Edited by James Eckman, M.D. and Allan Platt, PA-C

Vaginitis  by Hiba Tamim, MD


Vaginitis is a common problem in all females. Frequent treatment with antibiotics make the problem more common in the female with sickle syndromes. The presence of vaginal discharge or symptoms can indicate serious illness requiring specific therapy.

Clinical Findings

Subjective Data

Present Illness. Define onset, duration, color, amount, odor, irritation, and itching of discharge. Ask about dysuria, urinary frequency, nocturia, pelvic pain, location, dyspareunia, abnormal vaginal bleeding, labial lesions, and swelling.

Document last normal menses, exposure to STDs, IUD use, new vaginal products such as spermicide, douche, feminine powders, deodorant soap, or synthetic underwear. Define sexual activity, last intercourse, and number of partners.

Past Medical History. Determine past history or family history of diabetes. Number and results of past pregnancies, past pelvic surgery, last PAP smear and result, recent use of antibiotics, or oral contraceptives.

Objective Data

Physical Examination

Laboratory

Minimum Lab.

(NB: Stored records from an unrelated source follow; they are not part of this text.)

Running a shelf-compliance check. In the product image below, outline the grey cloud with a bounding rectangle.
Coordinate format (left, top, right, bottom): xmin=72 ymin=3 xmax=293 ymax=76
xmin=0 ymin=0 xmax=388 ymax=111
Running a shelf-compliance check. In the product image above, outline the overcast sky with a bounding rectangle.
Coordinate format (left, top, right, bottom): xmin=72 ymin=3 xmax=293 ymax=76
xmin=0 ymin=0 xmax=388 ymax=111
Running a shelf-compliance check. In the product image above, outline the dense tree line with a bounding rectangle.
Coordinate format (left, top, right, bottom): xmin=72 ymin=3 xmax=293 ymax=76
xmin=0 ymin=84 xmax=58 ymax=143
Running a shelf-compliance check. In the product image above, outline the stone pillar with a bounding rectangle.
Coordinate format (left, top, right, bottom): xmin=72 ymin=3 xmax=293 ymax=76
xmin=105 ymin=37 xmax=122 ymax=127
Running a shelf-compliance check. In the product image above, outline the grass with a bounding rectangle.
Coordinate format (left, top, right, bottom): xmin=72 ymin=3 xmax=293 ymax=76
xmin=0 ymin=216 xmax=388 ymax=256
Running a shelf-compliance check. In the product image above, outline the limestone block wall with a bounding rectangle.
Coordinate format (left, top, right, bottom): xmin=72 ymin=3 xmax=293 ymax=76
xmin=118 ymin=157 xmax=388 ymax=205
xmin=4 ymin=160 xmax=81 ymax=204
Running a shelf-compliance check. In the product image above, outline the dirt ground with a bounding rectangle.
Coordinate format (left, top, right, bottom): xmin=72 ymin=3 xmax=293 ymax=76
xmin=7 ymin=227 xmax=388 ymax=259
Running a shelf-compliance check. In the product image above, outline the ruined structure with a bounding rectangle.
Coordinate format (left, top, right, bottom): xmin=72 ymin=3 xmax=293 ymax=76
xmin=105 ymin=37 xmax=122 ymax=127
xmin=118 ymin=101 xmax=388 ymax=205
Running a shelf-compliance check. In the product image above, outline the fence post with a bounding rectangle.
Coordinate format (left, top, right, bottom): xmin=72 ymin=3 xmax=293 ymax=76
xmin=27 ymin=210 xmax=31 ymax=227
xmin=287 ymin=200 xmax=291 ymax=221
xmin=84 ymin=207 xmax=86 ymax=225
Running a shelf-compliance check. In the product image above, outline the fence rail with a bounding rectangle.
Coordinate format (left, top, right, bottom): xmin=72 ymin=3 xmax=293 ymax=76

CBC with differential and reticulocyte count. Wet mount of vaginal discharge for trichomonas, and clue cells (epithelial cells with bacteria, in Gardnerella), KOH for pseudohyphae and yeast forms in candida infections, GC smear and culture, PAP smear for cervical carcinoma and Herpes.

Differential Diagnosis

Vaginal Irritant. Irritation from spermicide, feminine powders, deodorants, douche, tampon , or non-cotton underclothing are common causes of vaginitis.

Atrophic Vaginitis Seen in older individuals from estrogen deficiency.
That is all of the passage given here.